LA GT DES FAMILLES
Depuis 1981, BMW dispose dans sa
gamme de la référence des berlines sportives : la série 5 M5. Un titre et un positionnement inauguré en 1981 ave cla première M5 e28 et que la génération e34 va confirmer à son tour à partir de 1988. Véritable
artilleuse, la BMW M5 est devenue l'égérie des amateurs
de berlines musclées grâce à son homogénéité
hors-pair. Comme le dit si bien le slogan de l'époque : l'esprit de la course dans une voiture de luxe
Texte:
Sébastien DUPUIS - Photos: D.R.
Avec sa M5 E28, apparue
en 1981, BMW lançait officiellement la marque du "M"
de Motorsport au sein de sa gamme courante en plaçant sous le capot le six cylindres en
lignes 3,5 litres du coupé
M1 développant 286 ch ! Séances "travers de porc"
assurées, et les amateurs de survirages s'en souviennent
encore.

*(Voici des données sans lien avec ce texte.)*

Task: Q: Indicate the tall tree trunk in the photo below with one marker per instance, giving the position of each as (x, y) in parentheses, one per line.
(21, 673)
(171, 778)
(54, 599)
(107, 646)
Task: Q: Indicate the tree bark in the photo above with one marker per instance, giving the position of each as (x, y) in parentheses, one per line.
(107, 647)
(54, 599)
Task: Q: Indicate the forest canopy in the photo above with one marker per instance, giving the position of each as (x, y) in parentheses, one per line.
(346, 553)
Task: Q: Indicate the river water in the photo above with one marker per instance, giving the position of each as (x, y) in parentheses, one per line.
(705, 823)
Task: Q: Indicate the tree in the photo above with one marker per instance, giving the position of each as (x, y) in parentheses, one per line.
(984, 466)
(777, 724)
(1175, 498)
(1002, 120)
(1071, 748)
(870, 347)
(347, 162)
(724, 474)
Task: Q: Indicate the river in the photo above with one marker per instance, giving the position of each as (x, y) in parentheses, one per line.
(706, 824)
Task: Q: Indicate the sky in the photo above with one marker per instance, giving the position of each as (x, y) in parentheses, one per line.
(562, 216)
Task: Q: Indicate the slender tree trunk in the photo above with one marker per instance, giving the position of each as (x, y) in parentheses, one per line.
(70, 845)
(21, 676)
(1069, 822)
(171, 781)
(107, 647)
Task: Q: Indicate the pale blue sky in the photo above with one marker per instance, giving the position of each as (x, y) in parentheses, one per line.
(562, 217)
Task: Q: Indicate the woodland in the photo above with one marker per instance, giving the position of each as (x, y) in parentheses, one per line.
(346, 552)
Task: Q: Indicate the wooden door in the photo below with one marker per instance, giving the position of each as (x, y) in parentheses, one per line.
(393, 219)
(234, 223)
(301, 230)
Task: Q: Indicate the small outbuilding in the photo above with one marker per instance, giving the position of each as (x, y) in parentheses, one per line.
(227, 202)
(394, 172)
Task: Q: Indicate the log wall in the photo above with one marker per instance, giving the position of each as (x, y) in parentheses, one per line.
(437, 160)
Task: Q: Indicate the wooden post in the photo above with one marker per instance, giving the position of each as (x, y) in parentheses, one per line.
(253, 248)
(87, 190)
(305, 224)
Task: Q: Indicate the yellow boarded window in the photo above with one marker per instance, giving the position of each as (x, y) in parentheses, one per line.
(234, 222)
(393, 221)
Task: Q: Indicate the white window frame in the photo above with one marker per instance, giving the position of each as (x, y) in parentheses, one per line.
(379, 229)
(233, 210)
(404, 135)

Mais dès le milieu des années 80, la caisse
des E28 apparait d'un autre âge.
Ainsi BMW se remet à l'ouvrage et à la planche à
dessin pour concevoir une des berlines les plus abouties du segment : la M5 e34.
PRESENTATION
Dès sa présentation, la BMW série 5 E34
affiche d'emblée sa différence avec sa devancière.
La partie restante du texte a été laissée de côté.